Nepal lifts seven-month-old import ban on luxury goodsThe International Monetary Fund had questioned the wisdom of lengthening the ban on certain products as it was hurting trade and the economy.
The government on Tuesday decided to lift the seven-month-old ban on the import of “luxury goods” to meet a condition of the International Monetary Fund (IMF) ahead of the formation of a new government.
The Cabinet meeting on Tuesday decided to completely lift the ban from December 16, a minister told the Post. “The cabinet meeting has in principle approved the lifting of the restrictions.”
Earlier in April, alarmed by the fast pace at which Nepal's foreign currency reserve was going down, the government imposed import restrictions besides ordering importers to maintain a 100 percent margin amount to open a letter of credit.
The directive issued on April 26 embargoed 10 types of goods described as luxury items. They included, among other things, mobile sets worth over $600 and motorcycles of over 250cc capacity. Harsher restrictions followed, and mobile sets costing more than $300 and motorcycles with a capacity of more than 150cc were banned.
On August 30, the government loosened the restrictions and permitted the import of diamonds, large television sets, toys, cards, snacks and tobacco.
The ban on automobiles, mobile phones, liquor and heavy motorcycles had been extended until December 15.
Finance Ministry officials, however, had told the Post earlier that the ban may be relaxed before the extended mid-December deadline.
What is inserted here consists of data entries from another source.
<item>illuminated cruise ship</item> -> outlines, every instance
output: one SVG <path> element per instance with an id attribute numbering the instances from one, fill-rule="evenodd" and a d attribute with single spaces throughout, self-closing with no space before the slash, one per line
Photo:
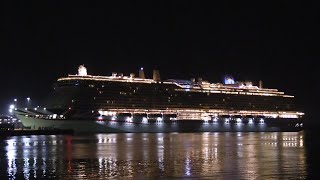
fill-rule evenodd
<path id="1" fill-rule="evenodd" d="M 301 131 L 304 115 L 293 96 L 261 82 L 161 80 L 157 70 L 147 79 L 143 68 L 93 76 L 83 65 L 54 83 L 45 106 L 15 114 L 26 128 L 79 133 Z"/>

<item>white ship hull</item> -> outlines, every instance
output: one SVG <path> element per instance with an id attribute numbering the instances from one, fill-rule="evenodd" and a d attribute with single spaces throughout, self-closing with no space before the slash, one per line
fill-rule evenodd
<path id="1" fill-rule="evenodd" d="M 299 119 L 265 119 L 263 123 L 226 123 L 202 120 L 177 120 L 174 122 L 133 123 L 119 121 L 40 119 L 17 115 L 26 128 L 73 130 L 75 133 L 170 133 L 170 132 L 274 132 L 301 131 Z"/>

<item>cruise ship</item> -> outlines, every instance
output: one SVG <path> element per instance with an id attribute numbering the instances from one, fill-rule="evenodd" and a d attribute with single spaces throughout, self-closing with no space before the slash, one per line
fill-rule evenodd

While the International Monetary Fund (IMF) had questioned the wisdom behind lengthening the import ban on certain products as it was hurting trade and the economy, economists too have been saying that prolonging trade restrictions goes against the principles of a free market economy.
The Washington-based organisation had delayed the second instalment of a $400 million loan to Nepal till February 2023, stating that the country had not fulfilled the conditions. Nepal has already received $110 million as the first instalment.
Following the Russia-Ukraine war that choked the global supply system causing prices to rise like never before, Nepal too suffered chronic current account deficits and was increasingly vulnerable to external economic shocks with accelerating foreign reserve depletion.
The situation has since improved.
With a mission to promote global economic growth and financial stability and encourage international trade, the IMF had lauded the initiatives taken by the government to address the decreasing foreign exchange reserves, but it had expressed concern over the ban on imports.
An IMF team led by Robert Gregory had visited Kathmandu from April 24 to May 2 to discuss the first review under Nepal’s extended credit facility (ECF). The ECF provides financial assistance to countries with protracted balance of payments problems.
Automobile dealers have been constantly saying that the import ban was choking their business.
“More than 75 car showrooms have shut down. Another 70 are on the verge of closing,” Dhruba Thapa, president of the Nepal Automobile Dealers Association, told the Post in a recent interview.
In January, the IMF approved a $395.9 million extended credit facility for Nepal.
The 38-month financing package was provided to Nepal to mitigate the Covid pandemic’s impact on health and economic activity, protect vulnerable groups, preserve macroeconomic and financial stability, and support sustained growth and poverty reduction.
As per the agreement, the IMF will provide around $55 million in the second disbursement.
The Covid pandemic took a heavy toll on Nepal’s economy. From April to July 2021, Nepal suffered a devastating second wave of Covid, interrupting a gradual recovery in economic activities.
Nepal’s economy contracted by 2.1 percent in 2019-20. The IMF estimated a partial recovery of growth at 2.7 percent for 2020-21 and forecast growth of 4.4 percent in 2021-22.
The collapse of tourism and service sectors, which are key drivers for growth, will take time to recover, the IMF said. After a sharp drop in 2020, imports have rapidly grown, fuelling a large current account deficit.
According to the Nepal Rastra Bank, the country's foreign exchange reserves are now sufficient to cover goods imports for 9.6 months, and goods and services imports for 8.3 months.
The balance of payments remained at a surplus of Rs12.43 billion, and gross foreign exchange reserves stood at $9.48 billion in the first quarter of the fiscal year that ended mid-October, the central bank said.